In this tutorial we will compile and deploy a ResNet50 model for inference on Inferentia.

This Jupyter notebook should run on an inf1.6xlarge instance. The inference part of this tutorial requires an inf1 instance, not the compilation stage. For simplicity we will run this tutorial on an inf1.6xlarge, but in real life scenarios the compilation should be done on a compute instance and the deployment on an inf1 instance to save costs.
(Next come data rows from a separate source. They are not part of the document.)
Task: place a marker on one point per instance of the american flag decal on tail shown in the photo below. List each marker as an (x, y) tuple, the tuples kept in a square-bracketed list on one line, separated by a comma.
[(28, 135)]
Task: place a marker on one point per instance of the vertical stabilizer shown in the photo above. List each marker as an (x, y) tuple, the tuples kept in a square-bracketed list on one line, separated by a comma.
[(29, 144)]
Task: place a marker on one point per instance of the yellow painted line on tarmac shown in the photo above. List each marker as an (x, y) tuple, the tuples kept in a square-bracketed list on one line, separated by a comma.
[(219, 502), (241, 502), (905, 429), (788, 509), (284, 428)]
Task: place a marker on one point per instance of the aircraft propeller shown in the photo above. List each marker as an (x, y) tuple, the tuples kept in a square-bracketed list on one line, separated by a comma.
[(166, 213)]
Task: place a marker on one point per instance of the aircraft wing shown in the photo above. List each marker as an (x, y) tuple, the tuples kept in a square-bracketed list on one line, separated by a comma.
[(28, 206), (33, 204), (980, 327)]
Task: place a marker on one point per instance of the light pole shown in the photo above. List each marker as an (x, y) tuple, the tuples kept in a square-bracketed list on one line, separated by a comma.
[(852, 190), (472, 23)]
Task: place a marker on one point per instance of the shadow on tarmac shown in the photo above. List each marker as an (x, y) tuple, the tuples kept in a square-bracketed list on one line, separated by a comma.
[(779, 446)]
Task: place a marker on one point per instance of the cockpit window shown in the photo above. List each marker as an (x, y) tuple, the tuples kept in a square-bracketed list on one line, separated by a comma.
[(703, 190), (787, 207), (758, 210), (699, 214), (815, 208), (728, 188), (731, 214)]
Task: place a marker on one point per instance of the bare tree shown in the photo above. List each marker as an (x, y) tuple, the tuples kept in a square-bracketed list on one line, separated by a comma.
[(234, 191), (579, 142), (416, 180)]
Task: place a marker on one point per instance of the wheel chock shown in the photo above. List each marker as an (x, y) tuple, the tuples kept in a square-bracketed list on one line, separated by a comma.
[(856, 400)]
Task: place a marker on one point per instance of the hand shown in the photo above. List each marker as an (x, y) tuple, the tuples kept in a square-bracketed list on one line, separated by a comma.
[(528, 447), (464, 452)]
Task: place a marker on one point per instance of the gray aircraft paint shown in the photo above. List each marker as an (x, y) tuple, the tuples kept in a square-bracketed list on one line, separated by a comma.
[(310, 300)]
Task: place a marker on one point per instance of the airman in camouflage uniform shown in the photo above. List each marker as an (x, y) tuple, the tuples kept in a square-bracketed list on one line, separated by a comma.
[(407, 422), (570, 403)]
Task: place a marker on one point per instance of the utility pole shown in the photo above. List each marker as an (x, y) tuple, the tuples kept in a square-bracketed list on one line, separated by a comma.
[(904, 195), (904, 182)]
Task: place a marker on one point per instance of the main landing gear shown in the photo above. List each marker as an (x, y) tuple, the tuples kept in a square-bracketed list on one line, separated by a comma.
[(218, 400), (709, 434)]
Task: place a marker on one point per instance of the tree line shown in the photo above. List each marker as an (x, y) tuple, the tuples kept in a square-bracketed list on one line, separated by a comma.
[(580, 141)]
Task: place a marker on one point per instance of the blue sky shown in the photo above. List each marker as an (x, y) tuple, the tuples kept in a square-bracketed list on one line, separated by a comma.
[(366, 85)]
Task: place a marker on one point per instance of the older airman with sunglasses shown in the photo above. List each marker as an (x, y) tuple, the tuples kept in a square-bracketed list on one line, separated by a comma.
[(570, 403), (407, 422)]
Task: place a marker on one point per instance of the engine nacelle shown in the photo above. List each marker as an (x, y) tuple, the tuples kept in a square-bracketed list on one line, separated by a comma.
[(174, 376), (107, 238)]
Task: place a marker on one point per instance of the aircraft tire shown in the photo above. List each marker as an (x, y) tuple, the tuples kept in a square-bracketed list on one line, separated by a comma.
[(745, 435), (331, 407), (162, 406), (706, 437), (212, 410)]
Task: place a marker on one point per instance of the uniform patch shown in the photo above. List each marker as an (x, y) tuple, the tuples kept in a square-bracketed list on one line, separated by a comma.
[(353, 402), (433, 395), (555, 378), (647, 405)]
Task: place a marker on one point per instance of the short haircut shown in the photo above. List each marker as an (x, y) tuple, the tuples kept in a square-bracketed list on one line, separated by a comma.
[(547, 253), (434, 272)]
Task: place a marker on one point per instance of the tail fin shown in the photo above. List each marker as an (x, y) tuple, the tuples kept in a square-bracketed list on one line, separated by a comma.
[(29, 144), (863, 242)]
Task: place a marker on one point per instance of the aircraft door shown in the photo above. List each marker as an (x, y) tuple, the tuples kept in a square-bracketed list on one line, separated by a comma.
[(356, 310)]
In this tutorial we provide three main sections:

  1. Compile the ResNet50 model and infer with a batch size of 1

  2. Run the same compiled model on multiple NeuronCores using torch.neuron.DataParallel and dynamic batching

  3. Compile the ResNet50 model with a batch size of 5 and run it on multiple NeuronCores using torch.neuron.DataParallel for optimal performance on Inferentia

Before running the following, verify that this Jupyter notebook is running the conda_aws_neuron_pytorch_p36 kernel. You can select the kernel from the “Kernel -> Change Kernel” option on the top of this Jupyter notebook page.

Install Dependencies:

This tutorial requires the following pip packages:

  • torch>=1.8

  • torch-neuron

  • torchvision

  • neuron-cc[tensorflow]

These will be installed by default when configuring your environment using the Neuron PyTorch setup guide.

Compile model for Neuron

The following step will compile the ResNet50 model for Inferentia. This will take a few minutes. At the end of script execution, the compiled model is saved as resnet50_neuron.pt in your local directory

[ ]:
import torch
from torchvision import models, transforms, datasets
import torch_neuron

# Create an example input for compilation
image = torch.zeros([1, 3, 224, 224], dtype=torch.float32)

# Load a pretrained ResNet50 model
model = models.resnet50(pretrained=True)

# Tell the model we are using it for evaluation (not training)
model.eval()

# Analyze the model - this will show operator support and operator count
torch.neuron.analyze_model(model, example_inputs=[image])

# Compile the model using torch.neuron.trace to create a Neuron model
# that that is optimized for the Inferentia hardware
model_neuron = torch.neuron.trace(model, example_inputs=[image])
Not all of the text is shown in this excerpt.